A little information about blood suckers

  • Published
  • By Ashanti White
  • 78th Medical Group
Spring is officially here and with it brings one of the biggest offenders known to man ... mosquitoes.

Many of the mosquito species are just nuisances and don't bite. The three main categories in Middle Georgia are Anopheles, Culex, and Aedus - sadly are all biters.

A fact about mosquitoes is that the female is the only one which bites, and without blood her eggs can't be fertilized. With cases of West Nile Virus increasing each year in Georgia - 13 in 2010, 22 in 2011, and 78 in 2012 - everyone should take precautions to minimize their exposure to mosquitoes.

Ways to minimize exposure are to unclog gutters, dispose of old tires in the yard and to empty outdoor flower pots regularly. Standing water creates a breeding ground for mosquitoes and should be eradicated if possible.

Between early evening and morning hours is when mosquitoes are mainly out, so be mindful of dress and where you choose to exercise outdoors.
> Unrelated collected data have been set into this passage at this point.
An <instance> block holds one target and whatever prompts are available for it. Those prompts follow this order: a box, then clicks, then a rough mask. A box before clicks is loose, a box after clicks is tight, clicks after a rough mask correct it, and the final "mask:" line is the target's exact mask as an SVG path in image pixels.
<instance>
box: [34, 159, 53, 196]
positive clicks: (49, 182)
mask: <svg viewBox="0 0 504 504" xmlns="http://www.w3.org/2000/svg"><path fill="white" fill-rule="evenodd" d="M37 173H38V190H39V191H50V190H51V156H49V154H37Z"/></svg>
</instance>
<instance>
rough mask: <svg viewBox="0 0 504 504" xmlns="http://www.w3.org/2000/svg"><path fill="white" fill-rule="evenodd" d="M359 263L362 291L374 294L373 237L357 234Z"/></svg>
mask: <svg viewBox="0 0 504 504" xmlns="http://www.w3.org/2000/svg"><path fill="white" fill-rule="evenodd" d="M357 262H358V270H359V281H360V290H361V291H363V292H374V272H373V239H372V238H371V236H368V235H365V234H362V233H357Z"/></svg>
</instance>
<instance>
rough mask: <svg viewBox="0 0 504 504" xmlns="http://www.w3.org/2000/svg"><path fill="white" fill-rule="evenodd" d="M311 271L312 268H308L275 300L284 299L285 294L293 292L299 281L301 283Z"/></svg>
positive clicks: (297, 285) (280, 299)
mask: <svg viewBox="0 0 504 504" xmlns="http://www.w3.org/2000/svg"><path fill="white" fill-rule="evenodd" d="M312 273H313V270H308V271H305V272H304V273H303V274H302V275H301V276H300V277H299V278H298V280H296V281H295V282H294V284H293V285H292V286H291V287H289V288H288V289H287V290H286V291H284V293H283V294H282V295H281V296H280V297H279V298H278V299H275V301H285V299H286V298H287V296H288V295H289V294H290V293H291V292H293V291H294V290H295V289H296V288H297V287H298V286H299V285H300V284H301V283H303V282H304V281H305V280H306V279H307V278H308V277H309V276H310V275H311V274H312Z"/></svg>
Long sleeved shirts, socks, long pants tucked into the socks, light colors, and wide-brimmed hats to protect the ears and neck are some examples of protective dress.

DEET is a repellent that can be used and is highly recommended.

From spring to fall, the base Public Health Flight sets mosquito traps at designated locations across the base. They count and identify the number of insects present to determine if spraying is needed in the immediate area.

Fogging is only done when there are 25 or more mosquitoes in the traps; any use of chemicals should be the last resort.

Although these little blood suckers can be annoying, they're vital to the environment as they aid in waste elimination, plant growth, and are a food source for fish and other aquatic animals.